HealthIamA, writer and speaker, Judy Cornish, believer in supporting the abilities of dementia. AMA!
Feb 19th 2017 by JudyCornish • 8 Questions • 464 Points
I am Judy Cornish and I’m the creator of the DAWN Method and founder of DAWN (the Dementia & Alzheimer’s Wellbeing Network®). I am also a recovering attorney, avid skier and gardener, devotee of the Met Opera HD, and dedicated pursuer of the perfect shot of espresso.
Like any endeavor of the heart, finding a better way to provide dementia care wasn’t my plan back in 2010. I’d moved to this small town in northern Idaho to semi-retire and practice elder law part time. But I couldn’t stand by when a neighbor with Alzheimer’s needed help, and then another neighbor, and another, and soon I was completely absorbed in finding a way to design better dementia care.
What I came up with was this: Dementia is bad, but not all bad. Dementia takes away rational thought but not intuitive thought—and it’s intuitive thought that lets us do the fun things in life. Dementia takes away the remembering self but not the experiential self—which is only bad news if caregivers don’t understand what an experiential self does. And finally, dementia causes emotional distress, not craziness or behaviors. It’s the emotional pain that’s the problem (we all act a little crazy when we’re upset or can't figure out what's going on).
I’ve spent the last two years developing a training program and writing two books. We’re videoing my classes this spring and plan to have my first book, The Dementia Handbook – How to Provide Dementia Care at Home, out on Amazon in March.

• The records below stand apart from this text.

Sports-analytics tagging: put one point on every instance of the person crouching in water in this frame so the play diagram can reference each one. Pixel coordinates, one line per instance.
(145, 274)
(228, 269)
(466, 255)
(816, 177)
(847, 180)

Our goal at DAWN is very simple: We want to equip every family and every caregiver to provide truly supportive dementia care, so people can stay home and families can avoid the incredibly high cost of long-term care. But, more than anything, we want every person who experiences dementia to have a partner who understands the beauty of living intuitively.
So, I’m here to answer any questions you might have about this kinder way to provide dementia care, one that makes dementia care less painful for everyone involved.
How do you think we should talk to them? Like when they say anything that does not make sense, should we agree to that or correct them? Is there any way it can be reduced?
That's a lot of questions, so I may address them in order and hit send in between answers. I think we should talk to someone who has dementia with the same respect we would grant anyone, but at the same time being careful that we don't ask them to use the skills they have lost or are in the process of losing. Those skills are rational thought and memory. So, losing memory means they are losing the ability to retrieve memories so their comprehension of what has happened and is happening becomes increasingly inaccurate. Losing rational thought means they are becoming increasingly unable to see cause and effect, or prioritize ideas or facts or action, or hold those ideas or facts in their minds, or follow a series of steps. If I ask someone questions when they can't perform these kinds of thinking skills, I'm putting them on the spot and embarrassing them. If I require them to believe my version of what is true, has happened, is happening, I'm asking them to ignore what their brains are telling them and ignore their sense of reality. So, if I'm accepting their abilities disabilities, I accept their version of reality and work with their reality to make it comfortable for them. This is a brief foray into the much longer discussion of the difference between habilitative care and reality orientation. Habilitative care is the approach that I believe is required to help people with dementia live comfortably and safely.